Belfast bus speeds up 4km per hour in two years despite dedicated lanes

The average speed of buses in Belfast has increased by 4km per hour in two years. Picture by Aidan O'Reilly
The average speed of buses in Belfast has increased by 4km per hour in two years. Picture by Aidan O'Reilly

AVERAGE bus speeds in Belfast have increased by just 4km per hour in two years despite the extension of dedicated bus lanes, The Irish News has learned.

New 'high-speed' lanes put in place in recent years have led to complaints of delays for motorists, confusion as well as tens of thousand of pounds in fines.

Figures from the Department for Infrastructure show that speeds on all of the 12 Metro routes have increased between 2013 and 2015, when many new lanes were introduced in the city centre.

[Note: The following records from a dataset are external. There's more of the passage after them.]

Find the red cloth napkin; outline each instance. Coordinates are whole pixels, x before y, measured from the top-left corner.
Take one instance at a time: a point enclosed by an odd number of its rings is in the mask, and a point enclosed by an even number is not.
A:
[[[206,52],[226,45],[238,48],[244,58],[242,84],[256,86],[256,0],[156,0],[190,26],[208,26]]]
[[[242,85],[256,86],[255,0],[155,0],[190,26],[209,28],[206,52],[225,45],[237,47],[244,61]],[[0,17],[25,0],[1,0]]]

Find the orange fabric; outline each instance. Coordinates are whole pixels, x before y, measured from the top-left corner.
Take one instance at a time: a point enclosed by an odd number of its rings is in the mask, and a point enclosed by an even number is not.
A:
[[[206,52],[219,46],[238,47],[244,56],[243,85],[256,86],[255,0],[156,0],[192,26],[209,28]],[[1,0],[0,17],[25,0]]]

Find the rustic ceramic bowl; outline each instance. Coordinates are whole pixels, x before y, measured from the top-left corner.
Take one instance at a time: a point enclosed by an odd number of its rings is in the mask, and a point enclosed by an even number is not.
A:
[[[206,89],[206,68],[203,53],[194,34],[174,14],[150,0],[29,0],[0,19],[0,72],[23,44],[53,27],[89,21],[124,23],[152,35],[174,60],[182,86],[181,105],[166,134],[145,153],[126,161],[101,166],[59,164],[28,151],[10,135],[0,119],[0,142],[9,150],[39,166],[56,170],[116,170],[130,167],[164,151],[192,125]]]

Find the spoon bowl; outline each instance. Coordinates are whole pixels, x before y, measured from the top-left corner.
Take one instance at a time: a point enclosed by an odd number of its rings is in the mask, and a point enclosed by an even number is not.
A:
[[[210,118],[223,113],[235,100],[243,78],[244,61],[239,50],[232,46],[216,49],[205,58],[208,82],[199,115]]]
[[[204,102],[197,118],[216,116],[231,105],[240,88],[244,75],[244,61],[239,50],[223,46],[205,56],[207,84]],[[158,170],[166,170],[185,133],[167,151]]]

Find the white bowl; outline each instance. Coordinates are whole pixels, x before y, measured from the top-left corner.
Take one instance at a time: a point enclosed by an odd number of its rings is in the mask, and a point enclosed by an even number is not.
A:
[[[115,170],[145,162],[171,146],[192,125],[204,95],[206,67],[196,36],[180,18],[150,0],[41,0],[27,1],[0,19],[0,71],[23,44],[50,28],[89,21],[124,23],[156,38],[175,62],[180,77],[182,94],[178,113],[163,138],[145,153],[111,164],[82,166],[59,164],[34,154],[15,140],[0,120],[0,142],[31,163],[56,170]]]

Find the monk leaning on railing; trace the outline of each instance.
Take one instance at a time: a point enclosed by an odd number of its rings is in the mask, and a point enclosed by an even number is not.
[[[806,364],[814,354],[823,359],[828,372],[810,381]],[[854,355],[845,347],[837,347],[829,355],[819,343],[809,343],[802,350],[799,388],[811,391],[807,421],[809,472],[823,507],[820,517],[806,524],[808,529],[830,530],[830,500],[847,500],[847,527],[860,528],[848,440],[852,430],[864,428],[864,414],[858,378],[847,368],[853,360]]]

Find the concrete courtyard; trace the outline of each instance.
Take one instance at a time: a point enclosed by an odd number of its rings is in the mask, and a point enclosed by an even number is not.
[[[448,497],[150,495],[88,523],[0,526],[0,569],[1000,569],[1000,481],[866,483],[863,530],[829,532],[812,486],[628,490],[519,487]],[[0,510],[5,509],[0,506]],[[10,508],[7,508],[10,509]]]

The average speed of a bus in Belfast last year was 17.4km per hour, up from 13.6km in 2013.

The biggest increase was on the Falls Road, with the average speed jumping by 6km in two years.

On three routes - Shankill Road, Oldpark Road and Cregagh Road - the increase was just 1.5km per hour.

On the Saintfield Road in south Belfast, speeds rose by just 0.5km per hour between 2013 and 2014.

There are now 60 bus lanes in Belfast, many of them introduced in the city centre last year.

Prior to 2013, monitoring of four out of five routes for which figures were available - Lisburn Road, Newtownards Road, Antrim Road and Falls Road - showed a dip in speeds despite the presence of bus lanes.

All of the routes have since seen an increase, although buses on the Lisburn Road in south Belfast are still travelling slower than they were in 2001.

Almost £1 million was collected in fines from drivers entering new 12-hour bus lanes in Belfast city centre in the first four months of their operation last year.

Infrastructure minister Chris Hazzard said monitoring of bus lanes is undertaken every October by his department.

"Bus speeds for 2015 show a significant increase on 2013 and 2014 speeds across all corridors."

Mr Hazzard added: "In addition, on the five corridors which have been monitored since 2001, there is an increase from 2001 to 2015 on all monitored corridors, except the Lisburn Road."

A spokeswoman for the Department of Infrastructure said there were three locations on the Lisburn Road where buses were being slowed considerably - approaching traffic lights at Finaghy crossroads, approaching Tate's Avenue junction, and from Methodist College to the City Hospital.

"The first two locations are slow due to the competing demands of traffic at the junctions, whilst at Methody the demand for pedestrians crossing the road during the peak period will contribute to slow bus speeds."